Gesundheitsschädliche Substanzen
Zur PFAS-Familie (per- und polyfluorierte Alkylsubstanzen) gehören mehr als 10.000 Substanzen. Sie kommen in der Natur nicht vor und werden industriell hergestellt. Weil PFAS-Verbindungen extrem stabil sind, werden sie für wasser- und fettabweisende Papiere sowie wasserabweisende, atmungsaktive Funktionstextilien verwendet. Die Substanzen finden sich ebenfalls in Feuerlöschschäumen, als Schmiermittel in Industrieprozessen oder werden als Pestizidwirkstoffe eingesetzt.
Durch das breite Einsatzspektrum gelangen PFAS auf Äcker, in Böden, Grund- und Oberflächenwasser und schließlich über Pflanzen in Lebensmittel. Sie sind überall zu finden: in Regen, Flüssen, Böden, Luft, in Tieren, im menschlichen Blut und Organen.
Das PFAS-Abbauprodukt, TFA, ist dabei besonders mobil, langlebig und wasserlöslich. Dadurch gelangt es in den Wasserkreislauf. Wie Studien ergaben, tragen eine Reihe von PFAS-Chemikalien zu Leber- und Schilddrüsenveränderungen, geschwächtem Immunsystem, erhöhtem Cholesterin, schädlichen Auswirkungen auf die Fruchtbarkeit sowie Entwicklungsstörungen bei Kindern bei. Einige der Substanzen stehen zudem im Verdacht, Krebsrisiken zu erhöhen.
Herstellungsstop gefordert
Auf EU-Ebene gibt es seit 2023 Höchstgrenzen für einige „klassische“ PFAS in tierischen Lebensmitteln wie Eiern, Fisch und Fleisch. Für TFA und PFAS in Getreideprodukten fehlen jedoch spezifische Grenzwerte. Datenaufbereitung und Bewertung sind noch im Aufbau.
Forscher und Umweltverbände fordern ein Verbot PFAS-haltiger Pestizide, eine Regulierung der gesamten Substanzfamilie sowie verbindliche Höchstgehalte auch für Getreide. Technisch lassen sich PFAS aus Wasser etwa mit Aktivkohle, Ionenaustauschern und Membranfiltern entfernen. Dies ist jedoch kostspielig, außerdem entstehen PFAS-haltige Konzentrate, die dann umweltgerecht entsorgt werden müssen. Für Böden sind bislang vor allem das Ausbaggern, die Deponierung oder die thermische Behandlung möglich. Neue Materialien und biologische Abbauverfahren stehen derzeit nicht zur Verfügung.

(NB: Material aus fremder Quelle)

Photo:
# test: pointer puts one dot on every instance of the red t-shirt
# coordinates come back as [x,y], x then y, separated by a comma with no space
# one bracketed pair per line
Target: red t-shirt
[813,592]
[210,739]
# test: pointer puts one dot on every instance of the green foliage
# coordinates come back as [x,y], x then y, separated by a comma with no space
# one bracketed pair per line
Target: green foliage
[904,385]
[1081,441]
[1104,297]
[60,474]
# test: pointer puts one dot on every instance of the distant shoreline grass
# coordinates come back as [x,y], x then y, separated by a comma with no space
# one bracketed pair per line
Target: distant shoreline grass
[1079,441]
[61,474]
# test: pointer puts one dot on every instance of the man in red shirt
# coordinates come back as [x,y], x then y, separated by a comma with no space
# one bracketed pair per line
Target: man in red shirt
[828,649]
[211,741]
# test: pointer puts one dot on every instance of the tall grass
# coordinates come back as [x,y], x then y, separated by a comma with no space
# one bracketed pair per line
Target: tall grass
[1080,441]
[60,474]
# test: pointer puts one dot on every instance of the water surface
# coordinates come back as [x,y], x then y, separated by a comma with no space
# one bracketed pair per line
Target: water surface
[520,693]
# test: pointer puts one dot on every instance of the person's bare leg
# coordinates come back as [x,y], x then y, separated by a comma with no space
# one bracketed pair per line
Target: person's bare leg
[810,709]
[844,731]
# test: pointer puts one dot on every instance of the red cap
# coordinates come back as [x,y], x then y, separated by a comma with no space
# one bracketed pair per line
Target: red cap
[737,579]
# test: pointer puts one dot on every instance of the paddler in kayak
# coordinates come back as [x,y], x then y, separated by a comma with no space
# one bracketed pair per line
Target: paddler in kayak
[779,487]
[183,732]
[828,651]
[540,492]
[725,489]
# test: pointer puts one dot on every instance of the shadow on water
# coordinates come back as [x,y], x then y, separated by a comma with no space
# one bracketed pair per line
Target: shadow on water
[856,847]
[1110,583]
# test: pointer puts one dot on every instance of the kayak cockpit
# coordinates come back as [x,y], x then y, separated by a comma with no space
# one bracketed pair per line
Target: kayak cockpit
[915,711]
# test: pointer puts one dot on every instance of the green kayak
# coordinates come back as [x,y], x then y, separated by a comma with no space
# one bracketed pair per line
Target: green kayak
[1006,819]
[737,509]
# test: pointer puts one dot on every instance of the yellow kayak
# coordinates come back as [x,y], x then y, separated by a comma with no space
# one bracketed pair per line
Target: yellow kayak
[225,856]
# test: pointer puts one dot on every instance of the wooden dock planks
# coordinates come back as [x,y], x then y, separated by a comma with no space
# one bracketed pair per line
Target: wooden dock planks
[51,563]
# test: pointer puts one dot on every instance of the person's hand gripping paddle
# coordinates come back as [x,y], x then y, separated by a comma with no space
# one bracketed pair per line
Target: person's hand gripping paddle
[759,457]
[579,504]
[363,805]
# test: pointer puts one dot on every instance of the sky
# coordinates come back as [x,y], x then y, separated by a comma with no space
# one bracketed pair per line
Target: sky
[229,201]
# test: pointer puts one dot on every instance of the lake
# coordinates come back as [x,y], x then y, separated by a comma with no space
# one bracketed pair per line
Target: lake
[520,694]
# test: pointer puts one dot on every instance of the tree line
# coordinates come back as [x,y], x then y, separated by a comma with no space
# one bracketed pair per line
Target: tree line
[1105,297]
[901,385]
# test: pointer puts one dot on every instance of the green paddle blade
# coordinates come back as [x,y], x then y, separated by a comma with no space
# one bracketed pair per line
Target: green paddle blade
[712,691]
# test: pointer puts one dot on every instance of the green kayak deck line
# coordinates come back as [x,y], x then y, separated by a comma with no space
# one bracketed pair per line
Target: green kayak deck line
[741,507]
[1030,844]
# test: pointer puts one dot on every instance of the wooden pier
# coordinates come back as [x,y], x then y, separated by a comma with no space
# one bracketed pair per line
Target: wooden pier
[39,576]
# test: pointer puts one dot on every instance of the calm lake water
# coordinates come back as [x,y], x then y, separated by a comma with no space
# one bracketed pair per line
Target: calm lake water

Deshalb plädieren Umweltorganisationen dafür, PFAS gar nicht erst einzusetzen. Eine PFAS-arme Landwirtschaft könnte ökologische Anbaumethoden stärken, Einträge über Bewässerung und Klärschlamm begrenzen und dichte Kontrollnetze etablieren. Damit das Frühstück künftig Energie statt Ewigkeitschemikalien liefert.